You didn’t happen to set animated = true in the constructor did you? Oh, and are you running super() in your child class’s new() function?

Here is the code,

package arm;

import iron.math.Vec4;
import iron.system.Input;
import iron.system.Time;
import iron.system.Audio;
import armory.trait.physics.KinematicCharacterController;

class Character extends KinematicCharacterController {
#if (!arm_physics)
	public function new() { super(); }
#else
	public function new() {
		super();
		notifyOnInit(function() {
			notifyOnUpdate(update);
		});	
	}

	function update() {
		setWalkDirection(new Vec4(0,100,0));
        trace("test");
	}

}
#end

Hmm, that’s strange.

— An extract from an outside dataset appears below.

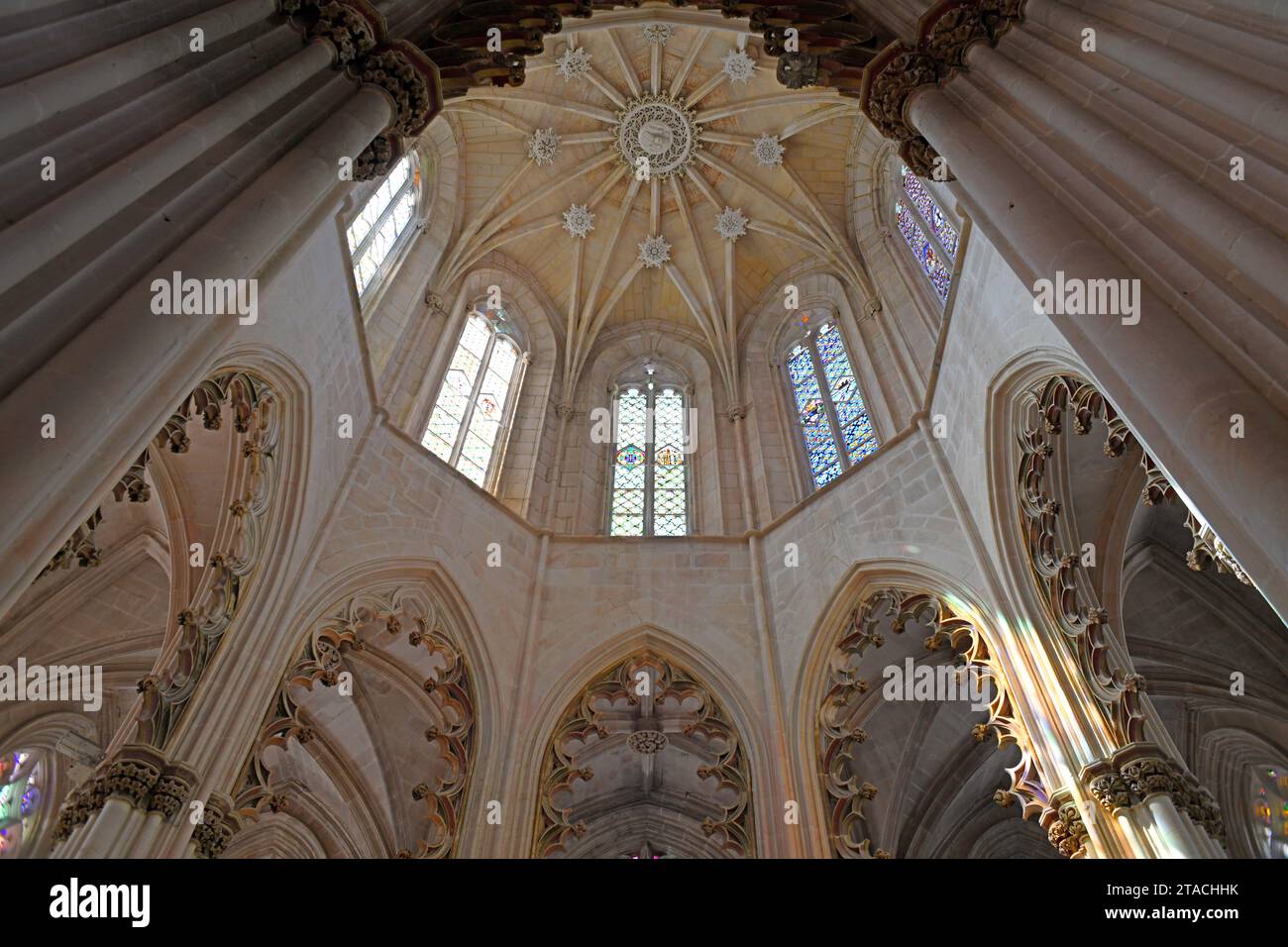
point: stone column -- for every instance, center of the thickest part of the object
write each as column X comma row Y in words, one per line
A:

You can see “test” printed in the console on update, too, right?

The post above literally shows the entire PlayerController.hx file that I used. So I don’t know what went wrong. I’m sorry I can’t test your example, I don’t have the Armory SDK installed right now.

Maybe just try putting it on a fresh object?

Oh, another thought, do you have any other rigid bodies in the scene that are working?

Yes, calling other functions that return information seem to work, like getMaxSlope, onGround, and the ones that do the movement don’t seem to affect the object that has the trait, although onGround seems to report always true.

I don’t have any rigid body in the scene.